Today, there are hundreds of attempts to grow and plant coral onto wild reefs.
The largest effort is being carried out in Florida by the Coral Restoration Foundation based in Key Largo. The group is now out-planting 20,000 endangered elkhorn and staghorn corals a year, hoping to soon raise that number to 50,000.
“This is no longer a novel concept,” reef restoration program manager Jessica Levy told me. “We’re now working on twenty-seven reefs, so scalability is increasing. We have upwards of 300 genotypes, some more or less resistant to thermal stress, others to diseases and so on—since we don’t know which will work best in the future. Our aim is also to create low-cost techniques and easy-to-use materials for volunteers and companies and people living by the water. It’s going to take collaboration and lots of [grassroots] involvement to be successful in the long run.”
In 2015, the National Oceanic and Atmospheric Administration (NOAA) released a recovery plan under the Endangered Species Act. It said recovery of elkhorn and staghorn corals off Florida would require “active enhancement” (nursery-based out-planting) to succeed. More than $1 billion of NOAA funding for this kind of planning, research, and recovery is now targeted for elimination under the Trump budget, while the Republican Congress wants to gut the entire Endangered Species Act.
“If we do nothing, there’s no chance for recovery,” Levy explains. “But if you can actively work to restore these reefs, it keeps the system above water, so to speak, in the hope that things will change.”
Levy has a personal interest in the project. She is certified to dive the Great Barrier Reef. It was “devastating,” she says, to hear Terry Hughes report on his data, and to see the photos of the massive die-off.
Yet Levy sounds hopeful that the restoration work of her organization and others might help the Great Barrier Reef. “I’ve seen corals that we out-planted eight years ago at ten to fifteen centimeters that are now the size of large coffee tables,” she says. “They’re huge and have fish everywhere around them and continue to grow up and out like gangbusters, which is pretty awesome.”

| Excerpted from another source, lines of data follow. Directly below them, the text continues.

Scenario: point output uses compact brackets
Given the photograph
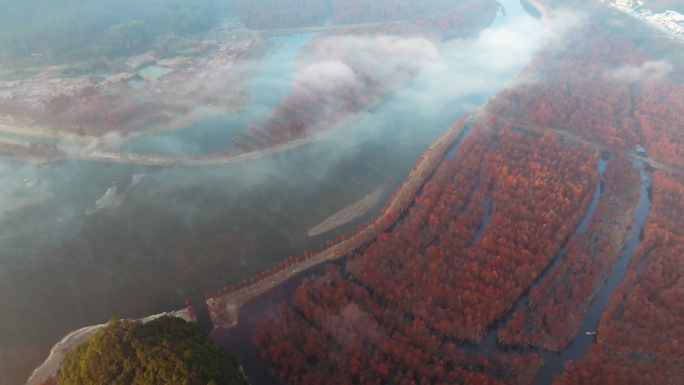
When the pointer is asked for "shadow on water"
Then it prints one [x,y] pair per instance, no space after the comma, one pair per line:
[238,340]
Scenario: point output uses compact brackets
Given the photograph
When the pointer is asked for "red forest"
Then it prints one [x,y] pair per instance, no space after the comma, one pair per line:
[646,312]
[94,110]
[640,334]
[615,366]
[556,307]
[389,316]
[602,90]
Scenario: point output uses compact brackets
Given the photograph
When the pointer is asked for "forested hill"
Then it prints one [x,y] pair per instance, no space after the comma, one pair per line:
[164,351]
[274,14]
[73,30]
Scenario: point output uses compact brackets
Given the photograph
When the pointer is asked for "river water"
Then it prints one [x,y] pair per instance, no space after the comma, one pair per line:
[184,232]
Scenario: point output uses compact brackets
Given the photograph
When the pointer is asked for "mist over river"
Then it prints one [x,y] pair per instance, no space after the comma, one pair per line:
[186,231]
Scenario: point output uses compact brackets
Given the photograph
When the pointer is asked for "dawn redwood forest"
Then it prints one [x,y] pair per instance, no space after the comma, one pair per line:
[534,209]
[492,255]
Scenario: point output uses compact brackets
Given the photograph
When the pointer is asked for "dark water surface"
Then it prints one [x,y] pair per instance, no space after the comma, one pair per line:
[184,232]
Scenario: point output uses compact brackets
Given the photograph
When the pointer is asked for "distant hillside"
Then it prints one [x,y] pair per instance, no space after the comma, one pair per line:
[273,14]
[164,351]
[68,30]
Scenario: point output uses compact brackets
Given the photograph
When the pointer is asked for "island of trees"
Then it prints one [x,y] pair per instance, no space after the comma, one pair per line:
[514,237]
[167,350]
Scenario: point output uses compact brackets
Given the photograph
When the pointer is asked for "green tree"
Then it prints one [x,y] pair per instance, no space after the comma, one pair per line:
[127,38]
[164,351]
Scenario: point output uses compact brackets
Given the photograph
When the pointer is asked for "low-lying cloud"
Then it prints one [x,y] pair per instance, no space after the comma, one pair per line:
[647,70]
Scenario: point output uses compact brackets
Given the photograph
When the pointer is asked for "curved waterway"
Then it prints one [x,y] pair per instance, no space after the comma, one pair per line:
[213,133]
[183,232]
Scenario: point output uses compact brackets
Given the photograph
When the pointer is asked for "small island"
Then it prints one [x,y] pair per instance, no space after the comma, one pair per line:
[348,214]
[163,351]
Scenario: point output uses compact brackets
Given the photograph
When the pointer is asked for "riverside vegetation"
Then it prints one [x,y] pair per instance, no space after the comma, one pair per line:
[167,350]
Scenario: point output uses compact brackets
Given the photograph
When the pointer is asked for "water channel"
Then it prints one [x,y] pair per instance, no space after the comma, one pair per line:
[184,232]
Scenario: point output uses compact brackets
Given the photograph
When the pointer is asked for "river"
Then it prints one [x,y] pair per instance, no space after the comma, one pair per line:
[184,232]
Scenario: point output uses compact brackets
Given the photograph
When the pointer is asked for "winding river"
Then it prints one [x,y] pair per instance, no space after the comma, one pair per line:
[183,232]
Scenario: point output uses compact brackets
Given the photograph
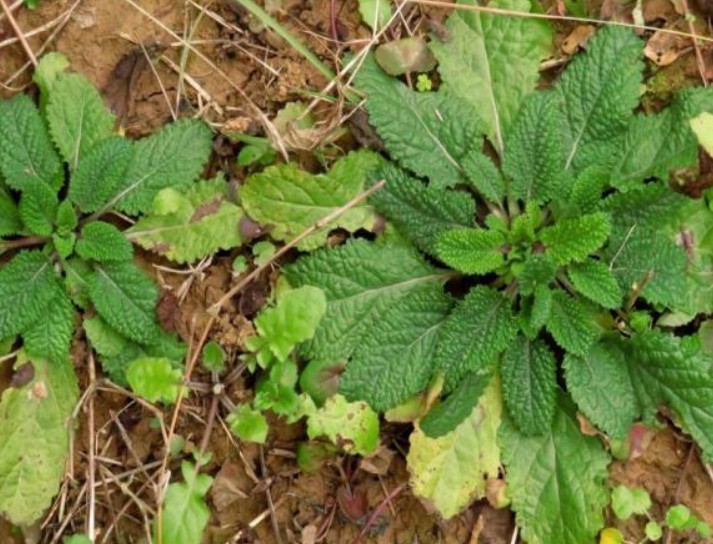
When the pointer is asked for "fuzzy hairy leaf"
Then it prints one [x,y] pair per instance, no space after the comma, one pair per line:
[443,127]
[126,299]
[50,336]
[645,258]
[534,157]
[34,439]
[421,212]
[600,89]
[573,239]
[185,512]
[472,251]
[101,173]
[492,61]
[656,144]
[103,242]
[571,323]
[557,480]
[529,374]
[187,227]
[172,157]
[479,328]
[353,425]
[451,471]
[456,407]
[27,157]
[27,284]
[599,383]
[361,280]
[395,360]
[483,175]
[291,200]
[77,117]
[154,379]
[594,280]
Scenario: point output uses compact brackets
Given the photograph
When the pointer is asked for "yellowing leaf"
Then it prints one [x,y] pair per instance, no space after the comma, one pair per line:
[451,471]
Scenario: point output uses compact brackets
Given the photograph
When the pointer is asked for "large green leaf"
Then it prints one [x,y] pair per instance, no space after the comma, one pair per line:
[451,471]
[491,61]
[187,227]
[34,439]
[290,200]
[557,480]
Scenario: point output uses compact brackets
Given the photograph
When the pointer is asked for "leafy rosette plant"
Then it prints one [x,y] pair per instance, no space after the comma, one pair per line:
[541,265]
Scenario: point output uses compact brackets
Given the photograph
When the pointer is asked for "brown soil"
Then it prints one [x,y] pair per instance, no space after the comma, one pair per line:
[252,69]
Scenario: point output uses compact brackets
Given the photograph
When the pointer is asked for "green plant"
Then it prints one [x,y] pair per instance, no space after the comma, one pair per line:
[568,249]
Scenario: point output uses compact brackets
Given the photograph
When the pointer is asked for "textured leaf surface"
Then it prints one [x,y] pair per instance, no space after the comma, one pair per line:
[575,238]
[600,89]
[187,227]
[172,157]
[361,280]
[77,117]
[291,200]
[492,61]
[472,251]
[126,299]
[534,157]
[353,425]
[27,284]
[594,280]
[185,512]
[481,326]
[34,440]
[600,385]
[571,323]
[422,212]
[451,471]
[395,360]
[103,242]
[100,173]
[154,379]
[556,481]
[442,128]
[529,374]
[27,158]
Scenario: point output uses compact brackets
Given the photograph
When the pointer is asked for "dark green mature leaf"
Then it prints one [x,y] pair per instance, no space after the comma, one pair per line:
[126,299]
[575,238]
[600,385]
[442,127]
[77,117]
[172,157]
[644,257]
[27,284]
[362,280]
[600,89]
[492,61]
[449,414]
[571,323]
[594,280]
[27,158]
[420,212]
[395,360]
[100,174]
[556,481]
[481,326]
[534,156]
[529,374]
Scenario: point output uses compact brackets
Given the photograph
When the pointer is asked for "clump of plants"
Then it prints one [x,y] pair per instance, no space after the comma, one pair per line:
[543,264]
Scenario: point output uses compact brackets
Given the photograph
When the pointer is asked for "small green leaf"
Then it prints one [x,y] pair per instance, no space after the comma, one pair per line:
[248,425]
[352,425]
[154,379]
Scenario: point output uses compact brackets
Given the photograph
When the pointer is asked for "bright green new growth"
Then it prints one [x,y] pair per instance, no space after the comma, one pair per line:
[561,257]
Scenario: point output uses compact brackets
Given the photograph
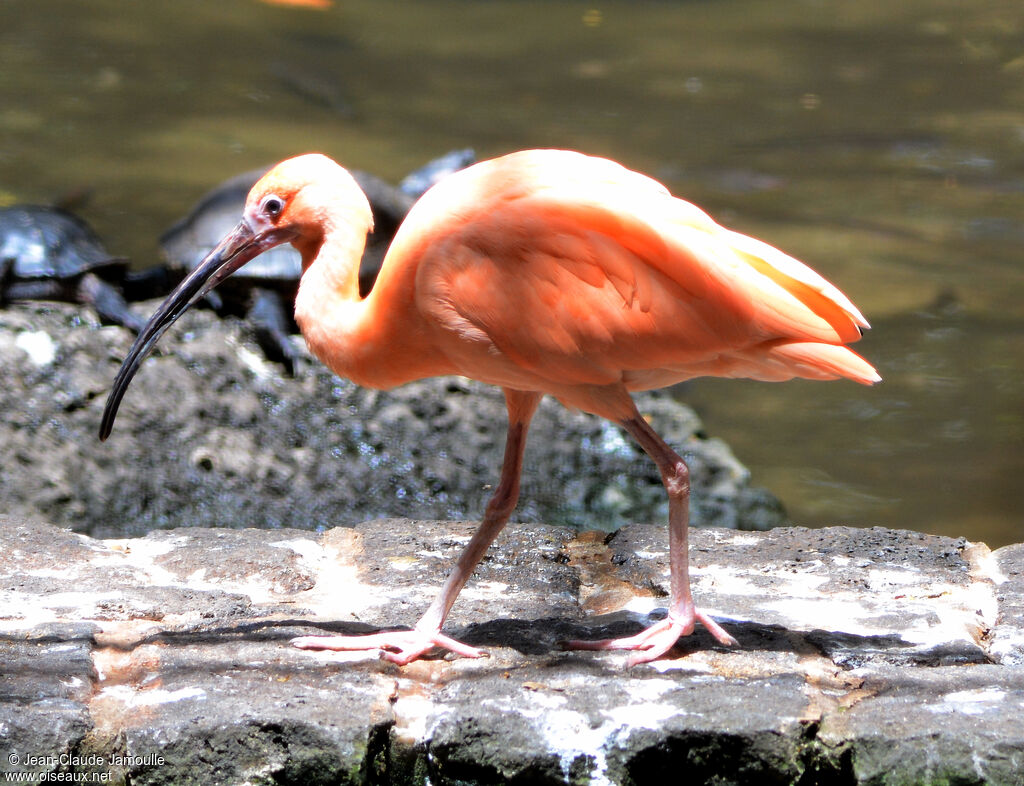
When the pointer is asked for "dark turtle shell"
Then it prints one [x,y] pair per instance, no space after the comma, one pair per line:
[48,243]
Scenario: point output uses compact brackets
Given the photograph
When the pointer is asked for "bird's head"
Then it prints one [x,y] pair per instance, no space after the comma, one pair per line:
[297,202]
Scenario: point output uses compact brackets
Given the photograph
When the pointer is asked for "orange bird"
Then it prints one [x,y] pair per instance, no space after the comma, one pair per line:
[542,271]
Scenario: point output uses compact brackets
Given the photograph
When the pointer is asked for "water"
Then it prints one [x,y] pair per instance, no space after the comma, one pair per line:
[882,142]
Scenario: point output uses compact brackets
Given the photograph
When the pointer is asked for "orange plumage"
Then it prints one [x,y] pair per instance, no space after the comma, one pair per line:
[544,272]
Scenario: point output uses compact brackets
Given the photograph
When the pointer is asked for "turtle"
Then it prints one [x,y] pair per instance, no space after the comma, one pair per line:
[48,253]
[263,290]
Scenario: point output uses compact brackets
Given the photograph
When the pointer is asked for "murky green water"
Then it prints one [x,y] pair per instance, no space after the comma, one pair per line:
[882,142]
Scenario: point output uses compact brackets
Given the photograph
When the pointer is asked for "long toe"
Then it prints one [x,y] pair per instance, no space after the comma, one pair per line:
[655,641]
[399,647]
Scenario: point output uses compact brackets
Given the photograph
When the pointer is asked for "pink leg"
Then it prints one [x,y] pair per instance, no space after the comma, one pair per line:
[658,639]
[404,646]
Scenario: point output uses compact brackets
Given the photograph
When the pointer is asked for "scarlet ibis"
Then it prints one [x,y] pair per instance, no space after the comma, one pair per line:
[544,272]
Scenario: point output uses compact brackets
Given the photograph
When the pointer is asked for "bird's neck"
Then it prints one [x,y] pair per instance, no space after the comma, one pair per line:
[379,341]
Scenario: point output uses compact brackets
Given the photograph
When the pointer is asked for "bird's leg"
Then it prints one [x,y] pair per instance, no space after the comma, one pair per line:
[658,639]
[404,646]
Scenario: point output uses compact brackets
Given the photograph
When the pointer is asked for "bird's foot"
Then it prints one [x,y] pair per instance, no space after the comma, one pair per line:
[399,647]
[658,639]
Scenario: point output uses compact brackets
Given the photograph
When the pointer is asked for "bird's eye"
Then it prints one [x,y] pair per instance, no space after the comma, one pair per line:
[272,206]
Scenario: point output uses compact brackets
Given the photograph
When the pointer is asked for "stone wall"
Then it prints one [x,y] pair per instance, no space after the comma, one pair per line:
[865,657]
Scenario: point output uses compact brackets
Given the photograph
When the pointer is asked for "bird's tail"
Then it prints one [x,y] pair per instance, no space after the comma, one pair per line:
[823,361]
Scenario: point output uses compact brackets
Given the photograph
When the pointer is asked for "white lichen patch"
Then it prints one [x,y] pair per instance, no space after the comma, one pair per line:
[130,697]
[26,610]
[38,345]
[972,702]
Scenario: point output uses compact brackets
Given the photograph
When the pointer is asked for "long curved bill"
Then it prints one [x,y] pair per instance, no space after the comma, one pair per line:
[231,253]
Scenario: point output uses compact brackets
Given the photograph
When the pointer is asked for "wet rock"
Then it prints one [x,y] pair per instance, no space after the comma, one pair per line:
[210,434]
[865,657]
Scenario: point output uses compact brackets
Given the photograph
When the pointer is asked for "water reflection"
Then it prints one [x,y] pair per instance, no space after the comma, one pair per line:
[882,142]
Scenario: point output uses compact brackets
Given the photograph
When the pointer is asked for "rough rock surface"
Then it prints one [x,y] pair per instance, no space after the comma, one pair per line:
[207,422]
[866,657]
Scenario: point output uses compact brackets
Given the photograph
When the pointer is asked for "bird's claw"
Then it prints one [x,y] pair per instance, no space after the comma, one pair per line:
[653,642]
[399,647]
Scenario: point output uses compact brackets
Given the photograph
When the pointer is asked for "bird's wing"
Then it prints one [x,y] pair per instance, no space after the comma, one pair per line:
[587,282]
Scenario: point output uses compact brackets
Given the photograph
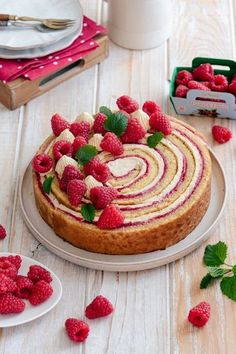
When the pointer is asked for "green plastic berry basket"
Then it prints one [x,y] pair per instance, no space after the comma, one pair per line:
[208,103]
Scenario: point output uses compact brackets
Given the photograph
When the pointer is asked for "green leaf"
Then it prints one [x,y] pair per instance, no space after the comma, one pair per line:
[215,255]
[228,287]
[116,123]
[105,110]
[47,184]
[88,212]
[154,139]
[85,154]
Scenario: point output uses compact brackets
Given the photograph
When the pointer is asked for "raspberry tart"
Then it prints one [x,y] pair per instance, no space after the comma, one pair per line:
[124,182]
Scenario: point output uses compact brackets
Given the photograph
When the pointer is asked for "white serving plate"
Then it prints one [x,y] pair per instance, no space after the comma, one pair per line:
[55,244]
[19,39]
[32,312]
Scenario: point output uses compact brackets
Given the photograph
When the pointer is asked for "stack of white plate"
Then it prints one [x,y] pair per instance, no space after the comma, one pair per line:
[27,41]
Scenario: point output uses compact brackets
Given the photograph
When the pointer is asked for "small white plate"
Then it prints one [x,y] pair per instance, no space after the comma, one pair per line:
[32,312]
[55,244]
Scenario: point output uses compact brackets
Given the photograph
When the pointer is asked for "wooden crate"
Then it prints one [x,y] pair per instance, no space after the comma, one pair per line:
[21,91]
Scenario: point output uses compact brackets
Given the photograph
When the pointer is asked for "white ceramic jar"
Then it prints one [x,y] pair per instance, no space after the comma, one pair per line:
[139,24]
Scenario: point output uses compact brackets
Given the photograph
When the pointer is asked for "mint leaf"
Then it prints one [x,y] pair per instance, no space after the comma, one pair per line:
[215,255]
[105,110]
[228,287]
[85,154]
[154,139]
[116,123]
[88,212]
[47,184]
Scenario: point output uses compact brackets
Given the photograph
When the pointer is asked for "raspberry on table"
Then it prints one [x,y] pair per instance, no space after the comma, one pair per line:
[127,104]
[77,330]
[37,273]
[161,123]
[11,304]
[40,292]
[102,196]
[59,124]
[111,143]
[111,217]
[199,315]
[76,190]
[42,163]
[221,134]
[99,307]
[134,132]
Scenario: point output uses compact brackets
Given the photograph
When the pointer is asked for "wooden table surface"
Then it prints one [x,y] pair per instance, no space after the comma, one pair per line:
[151,306]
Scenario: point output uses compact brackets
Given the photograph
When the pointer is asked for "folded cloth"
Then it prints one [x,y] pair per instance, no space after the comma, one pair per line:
[32,69]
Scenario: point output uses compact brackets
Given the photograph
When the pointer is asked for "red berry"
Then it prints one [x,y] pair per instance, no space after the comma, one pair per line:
[10,304]
[160,122]
[99,307]
[221,134]
[110,218]
[70,172]
[150,107]
[81,128]
[111,143]
[61,148]
[102,196]
[134,131]
[181,91]
[204,72]
[40,292]
[98,125]
[183,77]
[77,330]
[37,273]
[127,104]
[76,189]
[42,163]
[199,315]
[59,124]
[3,232]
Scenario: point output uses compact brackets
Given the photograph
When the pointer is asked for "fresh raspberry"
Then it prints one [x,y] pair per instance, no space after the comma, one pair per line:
[160,122]
[127,104]
[181,91]
[111,143]
[78,143]
[111,217]
[134,131]
[11,304]
[24,287]
[219,83]
[76,189]
[99,307]
[59,124]
[81,128]
[183,77]
[221,134]
[77,330]
[61,148]
[102,196]
[37,273]
[199,315]
[7,285]
[3,232]
[42,163]
[195,85]
[70,172]
[204,72]
[40,292]
[150,107]
[98,125]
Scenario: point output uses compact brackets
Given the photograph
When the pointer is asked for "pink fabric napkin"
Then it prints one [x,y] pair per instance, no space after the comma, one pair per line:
[11,69]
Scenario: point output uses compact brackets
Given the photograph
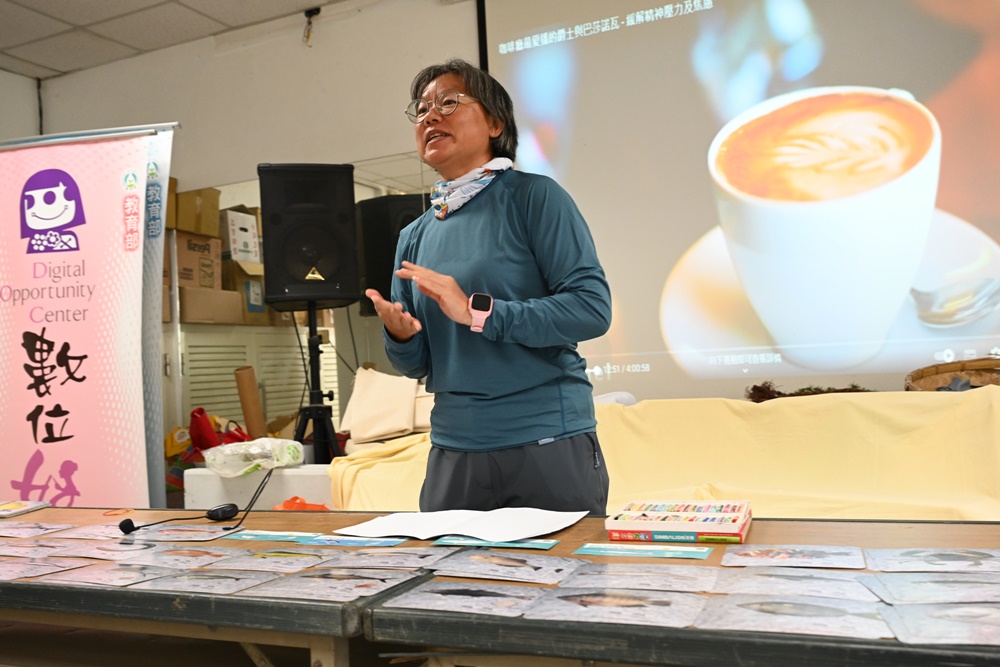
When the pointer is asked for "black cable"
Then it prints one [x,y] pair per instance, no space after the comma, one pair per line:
[41,118]
[253,500]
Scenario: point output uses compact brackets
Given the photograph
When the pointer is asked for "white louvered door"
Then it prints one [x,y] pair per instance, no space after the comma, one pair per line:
[210,355]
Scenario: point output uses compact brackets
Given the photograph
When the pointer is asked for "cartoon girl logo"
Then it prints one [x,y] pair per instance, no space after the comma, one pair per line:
[50,205]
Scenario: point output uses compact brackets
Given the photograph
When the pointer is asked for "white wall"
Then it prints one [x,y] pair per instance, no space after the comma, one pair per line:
[261,95]
[18,106]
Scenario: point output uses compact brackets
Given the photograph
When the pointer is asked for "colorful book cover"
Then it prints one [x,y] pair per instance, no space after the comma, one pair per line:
[633,535]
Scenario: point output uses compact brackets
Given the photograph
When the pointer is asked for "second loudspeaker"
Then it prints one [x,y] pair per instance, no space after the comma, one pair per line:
[310,235]
[381,219]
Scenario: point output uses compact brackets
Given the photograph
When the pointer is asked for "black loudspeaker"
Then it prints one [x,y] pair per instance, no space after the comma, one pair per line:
[310,235]
[380,221]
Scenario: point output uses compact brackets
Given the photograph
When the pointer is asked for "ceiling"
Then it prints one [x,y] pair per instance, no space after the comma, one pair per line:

Still, when it comes to the Great Barrier Reef and other massive reef systems that make up the coral heart of our blue planet, we’ve now reached the stage of triage. We have to save what we can in order to keep their genetic diversity and biological complexity alive for some hoped-for future revival, when humanity understands the value of ecosystem restoration. For now, it’s about protecting what my father, working with thousands of people who’d made it through the concentration camps in 1945 Berlin, called the Sh’erit ha-Pletah, “the surviving remnant.”
Or, as Steve Palumbi puts it, “Our chance and role is to keep as many things alive and in good shape as long as possible till we solve the problem of carbon dioxide.”
Under the current regime, the immediate need is reflected in a familiar adage: “If you find yourself in a hole, the first thing you should do is stop digging.”